Initially, redemptions weren't very effective due to limited participation, insufficient liquidity, and a general lack of awareness about arbitrage opportunities between sEGLD and EGLD pool on Ashswap. Additionally, high fees related to complex trades made redemptions less profitable.
We had initially designed the redemptions to force a buyback of USH, to ensure that their efficiency had a direct positive impact on the peg. However, while this approach has benefits, it only creates buying pressure during brief moments when redemptions are immediately profitable, rather than providing consistent buying support over longer periods.
Additionally, the original method made users feel that redemptions didn’t directly protect the dollar value of their positions because they couldn't redeem USH directly and instead, they had to swap it for EGLD to regain their original exposure.
The first solution was creating a simple, user-friendly redemption interface that anyone could use without technical expertise.
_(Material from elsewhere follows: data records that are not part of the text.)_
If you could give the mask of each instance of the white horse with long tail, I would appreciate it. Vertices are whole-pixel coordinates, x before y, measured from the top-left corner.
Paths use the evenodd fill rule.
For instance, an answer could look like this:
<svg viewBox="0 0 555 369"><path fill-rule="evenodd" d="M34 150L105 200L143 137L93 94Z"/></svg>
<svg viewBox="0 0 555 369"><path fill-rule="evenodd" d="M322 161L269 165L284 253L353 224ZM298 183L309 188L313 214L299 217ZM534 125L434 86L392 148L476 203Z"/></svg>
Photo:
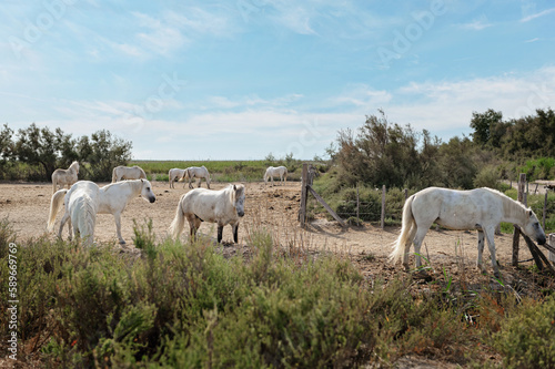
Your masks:
<svg viewBox="0 0 555 369"><path fill-rule="evenodd" d="M239 242L239 222L244 216L244 193L242 184L229 185L228 187L213 191L195 188L182 195L175 217L170 225L170 234L174 238L183 230L185 219L189 222L191 239L202 222L218 224L218 243L222 242L223 226L230 224L233 230L233 240Z"/></svg>
<svg viewBox="0 0 555 369"><path fill-rule="evenodd" d="M79 182L78 182L79 183ZM95 184L94 184L95 185ZM95 185L98 187L98 185ZM50 202L50 215L48 218L47 229L52 232L56 215L63 205L63 198L65 196L67 189L60 189L54 193ZM121 213L125 209L128 203L134 198L141 196L145 201L153 203L157 201L157 196L152 192L152 186L147 180L133 180L112 183L107 186L99 188L98 197L98 214L112 214L115 222L115 233L118 234L118 239L120 244L125 244L125 240L121 236ZM65 207L65 213L68 213L68 207ZM65 216L65 215L64 215ZM65 218L67 221L67 218ZM62 228L65 224L64 218L60 224L60 230L58 235L61 237Z"/></svg>
<svg viewBox="0 0 555 369"><path fill-rule="evenodd" d="M287 182L287 168L285 166L269 166L266 173L264 174L264 185L268 183L268 178L272 181L272 186L274 185L274 176L280 177L280 183L283 184L283 180Z"/></svg>
<svg viewBox="0 0 555 369"><path fill-rule="evenodd" d="M121 180L147 180L147 173L138 165L123 166L119 165L112 171L112 183Z"/></svg>
<svg viewBox="0 0 555 369"><path fill-rule="evenodd" d="M406 199L401 234L390 259L394 264L402 259L403 266L408 270L408 250L414 243L416 268L418 268L422 265L420 256L422 240L434 222L451 229L477 229L476 266L484 270L482 253L485 237L496 277L500 277L500 270L495 258L494 233L501 222L519 225L523 232L539 245L544 245L546 240L534 212L498 191L486 187L471 191L430 187Z"/></svg>
<svg viewBox="0 0 555 369"><path fill-rule="evenodd" d="M79 174L79 162L73 162L67 170L56 170L52 173L52 193L68 185L68 189L77 182Z"/></svg>
<svg viewBox="0 0 555 369"><path fill-rule="evenodd" d="M183 173L183 181L188 178L189 178L189 188L193 188L193 185L191 184L193 178L199 178L198 187L201 186L202 178L204 178L206 181L206 187L210 188L210 173L208 172L204 165L188 167Z"/></svg>
<svg viewBox="0 0 555 369"><path fill-rule="evenodd" d="M171 168L168 172L168 181L170 181L170 188L175 188L173 185L174 182L178 182L179 180L183 178L185 175L186 170L180 170L178 167ZM183 188L185 187L185 183L183 183Z"/></svg>
<svg viewBox="0 0 555 369"><path fill-rule="evenodd" d="M63 193L67 204L62 224L69 221L70 239L73 229L75 238L80 237L85 245L92 245L99 208L99 186L89 181L79 181L70 189L60 189L59 193Z"/></svg>

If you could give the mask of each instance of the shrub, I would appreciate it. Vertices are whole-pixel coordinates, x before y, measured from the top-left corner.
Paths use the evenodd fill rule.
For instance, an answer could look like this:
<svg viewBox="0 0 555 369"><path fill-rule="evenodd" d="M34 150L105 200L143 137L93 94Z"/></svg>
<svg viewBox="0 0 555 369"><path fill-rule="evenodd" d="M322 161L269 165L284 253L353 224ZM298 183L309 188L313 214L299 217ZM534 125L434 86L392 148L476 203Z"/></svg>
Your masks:
<svg viewBox="0 0 555 369"><path fill-rule="evenodd" d="M555 367L555 299L522 307L493 337L505 368Z"/></svg>

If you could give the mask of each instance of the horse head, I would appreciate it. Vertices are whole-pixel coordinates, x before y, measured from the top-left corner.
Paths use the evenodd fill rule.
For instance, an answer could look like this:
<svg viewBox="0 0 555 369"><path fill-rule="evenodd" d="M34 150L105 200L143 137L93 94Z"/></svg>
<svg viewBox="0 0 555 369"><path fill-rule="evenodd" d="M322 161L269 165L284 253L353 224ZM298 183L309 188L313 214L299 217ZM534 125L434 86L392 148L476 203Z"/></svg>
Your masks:
<svg viewBox="0 0 555 369"><path fill-rule="evenodd" d="M233 185L231 198L240 217L244 216L244 186Z"/></svg>
<svg viewBox="0 0 555 369"><path fill-rule="evenodd" d="M534 238L538 245L545 245L546 238L544 229L537 221L536 214L531 209L526 211L526 221L523 224L523 230L526 235Z"/></svg>
<svg viewBox="0 0 555 369"><path fill-rule="evenodd" d="M141 197L145 201L153 203L157 201L157 196L152 192L152 186L149 181L141 180L142 188L141 188Z"/></svg>

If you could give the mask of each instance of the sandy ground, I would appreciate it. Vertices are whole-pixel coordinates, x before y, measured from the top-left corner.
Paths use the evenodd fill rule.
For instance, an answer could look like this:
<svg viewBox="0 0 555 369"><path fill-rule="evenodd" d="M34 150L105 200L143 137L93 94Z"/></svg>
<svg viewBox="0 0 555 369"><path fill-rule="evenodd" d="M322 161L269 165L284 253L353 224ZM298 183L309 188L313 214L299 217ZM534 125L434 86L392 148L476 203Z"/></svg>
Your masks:
<svg viewBox="0 0 555 369"><path fill-rule="evenodd" d="M104 184L100 184L104 185ZM248 253L249 239L263 229L271 234L276 245L285 252L302 249L310 255L317 255L322 250L333 252L349 258L363 274L369 283L383 280L385 284L398 274L403 274L400 265L393 266L387 260L391 244L398 236L398 227L381 229L370 224L361 227L341 227L336 222L330 222L325 215L314 219L306 229L302 229L297 222L301 197L301 184L289 182L274 187L263 183L248 183L245 198L245 216L239 229L239 245L232 244L231 227L223 232L224 254ZM157 201L153 204L137 197L133 198L122 215L122 235L127 245L122 252L139 253L133 245L133 219L144 225L152 219L153 232L162 240L168 237L168 227L174 217L178 202L189 188L181 183L176 188L170 188L168 183L152 183ZM204 187L205 184L203 183ZM220 189L226 184L213 183L212 188ZM56 239L62 212L58 214L56 232L47 234L47 218L50 207L52 187L50 183L3 183L0 184L0 218L8 217L18 233L18 240L50 237ZM313 201L313 199L311 199ZM203 223L200 232L208 237L216 236L214 225ZM181 235L186 240L189 226ZM63 229L63 238L68 237L68 228ZM115 224L112 215L99 214L97 217L95 239L100 243L117 245ZM538 294L542 288L553 288L553 278L541 284L526 269L516 269L509 266L512 255L512 235L497 235L495 243L497 258L502 266L505 283L509 284L509 293L518 289L519 294ZM480 290L483 286L500 288L500 284L492 278L490 253L484 252L484 260L488 264L488 275L482 275L474 267L476 263L475 232L430 230L424 239L422 253L431 260L432 269L423 277L415 275L415 281L410 286L412 291L430 291L445 285L445 274L453 278L455 284L464 290ZM119 246L115 246L119 247ZM531 255L521 240L521 260L529 259ZM413 264L413 262L411 262ZM532 262L523 263L528 267ZM438 284L434 281L437 280ZM433 281L433 283L430 283ZM464 281L464 283L463 283ZM484 353L487 356L487 352ZM1 360L0 360L1 363ZM443 360L428 360L421 357L406 357L397 361L397 368L457 368L458 366Z"/></svg>
<svg viewBox="0 0 555 369"><path fill-rule="evenodd" d="M100 184L104 185L104 184ZM204 187L204 182L202 183ZM226 184L213 183L212 188L220 189ZM127 247L133 247L133 221L144 225L152 219L153 230L159 239L168 237L168 227L174 217L179 198L189 188L176 184L170 188L168 183L153 182L153 192L157 201L153 204L138 197L133 198L122 214L122 236ZM245 198L245 217L240 225L239 244L245 244L250 235L256 229L264 228L271 233L276 243L283 247L302 247L305 249L332 250L349 255L373 255L385 262L391 252L391 244L398 235L398 227L380 227L365 224L362 227L342 228L336 222L330 222L324 216L313 221L306 229L301 229L297 222L301 197L299 182L287 182L274 187L263 183L248 183ZM18 233L19 239L41 237L47 235L46 226L50 207L52 187L49 183L10 183L0 184L0 217L8 217ZM58 214L54 233L47 235L56 237L62 212ZM216 236L213 224L203 223L200 232ZM182 234L185 240L189 227ZM68 237L68 228L63 229L63 237ZM115 224L113 216L99 214L97 218L95 239L99 242L117 243ZM223 239L231 243L231 227L226 226ZM495 237L497 258L501 265L507 265L512 255L512 235ZM476 234L474 232L430 230L424 239L423 254L432 263L450 265L461 260L461 256L468 265L476 260ZM458 258L457 258L458 255ZM487 249L484 258L490 259ZM521 259L529 259L529 252L522 242Z"/></svg>

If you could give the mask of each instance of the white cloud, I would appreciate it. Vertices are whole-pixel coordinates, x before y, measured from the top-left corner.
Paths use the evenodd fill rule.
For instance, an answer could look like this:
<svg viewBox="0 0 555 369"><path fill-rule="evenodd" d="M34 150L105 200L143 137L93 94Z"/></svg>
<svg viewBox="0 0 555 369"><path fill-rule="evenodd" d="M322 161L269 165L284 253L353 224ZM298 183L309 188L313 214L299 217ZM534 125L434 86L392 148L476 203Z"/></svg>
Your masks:
<svg viewBox="0 0 555 369"><path fill-rule="evenodd" d="M473 30L473 31L482 31L482 30L490 28L492 25L493 24L490 23L490 21L487 20L487 17L485 14L482 14L478 18L474 19L470 23L461 24L461 28L466 29L466 30Z"/></svg>
<svg viewBox="0 0 555 369"><path fill-rule="evenodd" d="M521 19L521 22L529 22L529 21L532 21L534 19L541 18L541 17L545 17L545 16L551 14L553 12L555 12L555 8L546 9L546 10L541 11L538 13L533 13L533 14L525 16L523 19Z"/></svg>

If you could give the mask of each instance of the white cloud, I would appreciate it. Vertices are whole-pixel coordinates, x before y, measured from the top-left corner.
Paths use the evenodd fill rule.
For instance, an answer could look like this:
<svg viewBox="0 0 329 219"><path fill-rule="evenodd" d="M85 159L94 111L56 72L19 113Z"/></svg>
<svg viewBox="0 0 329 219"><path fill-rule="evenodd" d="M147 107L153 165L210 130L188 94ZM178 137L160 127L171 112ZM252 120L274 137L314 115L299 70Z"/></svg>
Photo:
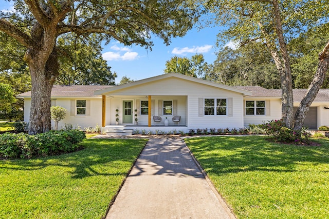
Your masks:
<svg viewBox="0 0 329 219"><path fill-rule="evenodd" d="M184 47L179 48L175 47L171 53L177 55L185 54L187 53L202 53L209 52L212 48L212 46L210 45L205 45L203 46L193 46L192 48Z"/></svg>
<svg viewBox="0 0 329 219"><path fill-rule="evenodd" d="M121 58L122 60L128 60L131 61L135 60L138 57L138 53L135 52L127 52L123 54Z"/></svg>
<svg viewBox="0 0 329 219"><path fill-rule="evenodd" d="M130 49L129 49L128 47L119 47L116 45L115 45L114 46L112 46L110 48L110 49L113 49L113 50L117 50L117 51L130 51Z"/></svg>
<svg viewBox="0 0 329 219"><path fill-rule="evenodd" d="M227 43L223 47L223 48L225 48L226 47L233 49L233 50L236 49L236 47L237 47L238 44L233 42L233 41L230 41Z"/></svg>
<svg viewBox="0 0 329 219"><path fill-rule="evenodd" d="M103 58L107 61L131 61L138 58L138 53L134 52L127 52L121 55L120 52L106 52L102 54Z"/></svg>
<svg viewBox="0 0 329 219"><path fill-rule="evenodd" d="M102 54L103 58L107 61L111 61L112 60L118 60L120 58L120 53L118 52L106 52Z"/></svg>

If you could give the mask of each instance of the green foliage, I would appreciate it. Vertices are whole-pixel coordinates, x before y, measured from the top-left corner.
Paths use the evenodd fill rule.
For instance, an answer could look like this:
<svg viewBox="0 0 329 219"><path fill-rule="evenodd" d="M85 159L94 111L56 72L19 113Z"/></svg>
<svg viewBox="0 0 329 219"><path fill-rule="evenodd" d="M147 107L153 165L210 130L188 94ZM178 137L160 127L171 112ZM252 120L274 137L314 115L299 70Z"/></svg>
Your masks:
<svg viewBox="0 0 329 219"><path fill-rule="evenodd" d="M319 127L319 131L329 131L329 127L325 126L322 126Z"/></svg>
<svg viewBox="0 0 329 219"><path fill-rule="evenodd" d="M83 132L50 131L42 134L4 133L0 135L0 157L7 158L49 156L68 153L79 148L85 138Z"/></svg>
<svg viewBox="0 0 329 219"><path fill-rule="evenodd" d="M305 129L293 130L284 126L282 120L272 120L262 126L267 134L275 137L276 141L285 143L309 143L310 134Z"/></svg>
<svg viewBox="0 0 329 219"><path fill-rule="evenodd" d="M101 39L96 36L87 37L70 33L58 40L58 46L65 55L59 61L61 68L56 84L70 85L114 85L117 75L102 56Z"/></svg>
<svg viewBox="0 0 329 219"><path fill-rule="evenodd" d="M119 85L123 85L124 84L130 83L131 82L134 82L135 80L131 79L130 77L127 77L126 75L124 75L122 77L121 81L119 83Z"/></svg>
<svg viewBox="0 0 329 219"><path fill-rule="evenodd" d="M316 132L314 133L313 135L312 135L312 137L315 137L316 138L323 138L325 136L323 134L322 134L321 132Z"/></svg>
<svg viewBox="0 0 329 219"><path fill-rule="evenodd" d="M235 49L226 47L216 55L205 73L206 79L229 86L281 87L278 70L262 43L254 42Z"/></svg>
<svg viewBox="0 0 329 219"><path fill-rule="evenodd" d="M237 218L327 217L329 140L316 140L321 146L309 147L267 138L185 141Z"/></svg>
<svg viewBox="0 0 329 219"><path fill-rule="evenodd" d="M50 107L50 118L55 122L55 130L58 129L58 122L65 117L66 109L60 106Z"/></svg>
<svg viewBox="0 0 329 219"><path fill-rule="evenodd" d="M191 58L177 56L172 57L170 60L166 62L164 73L179 73L192 77L203 77L208 66L205 62L202 54L196 54Z"/></svg>
<svg viewBox="0 0 329 219"><path fill-rule="evenodd" d="M16 102L14 92L10 85L0 83L0 112L11 111L11 105Z"/></svg>
<svg viewBox="0 0 329 219"><path fill-rule="evenodd" d="M0 160L0 218L105 218L147 141L88 139L69 154Z"/></svg>
<svg viewBox="0 0 329 219"><path fill-rule="evenodd" d="M28 124L25 122L17 121L14 123L14 129L18 132L23 132L27 130Z"/></svg>

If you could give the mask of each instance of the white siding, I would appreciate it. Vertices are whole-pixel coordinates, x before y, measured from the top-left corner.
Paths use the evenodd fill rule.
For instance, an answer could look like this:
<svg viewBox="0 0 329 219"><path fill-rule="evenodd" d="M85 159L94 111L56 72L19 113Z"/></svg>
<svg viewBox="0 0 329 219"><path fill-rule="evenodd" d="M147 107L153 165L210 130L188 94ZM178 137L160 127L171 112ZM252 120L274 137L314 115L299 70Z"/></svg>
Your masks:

Unlike automated redemption bots, regular users often just want to acquire collateral (sEGLD) at a lower price rather than complete complex arbitrage strategies. Because of this, regular users have a lower threshold for profitability, making redemptions attractive even under less favorable conditions.
Similarly, users who want to liquid-stake their EGLD tokens are now automatically directed to AshSwap if that allows them to get more sEGLD.
These improvements have significantly boosted redemption reliability and efficiency in maintaining USH’s peg. Additionally, they allow everyday users and not just automated bots to benefit from these opportunities.
However, a key challenge remains: redemption currently occurs too frequently. While the peg is strong, the rapid supply turnover means users must actively monitor and manage their positions if they wish to maintain consistent exposure to EGLD. This high frequency is partly due to limited efficient market-making activities, which means EGLD's price fluctuations have a strong impact, both positive and negative on USH’s peg.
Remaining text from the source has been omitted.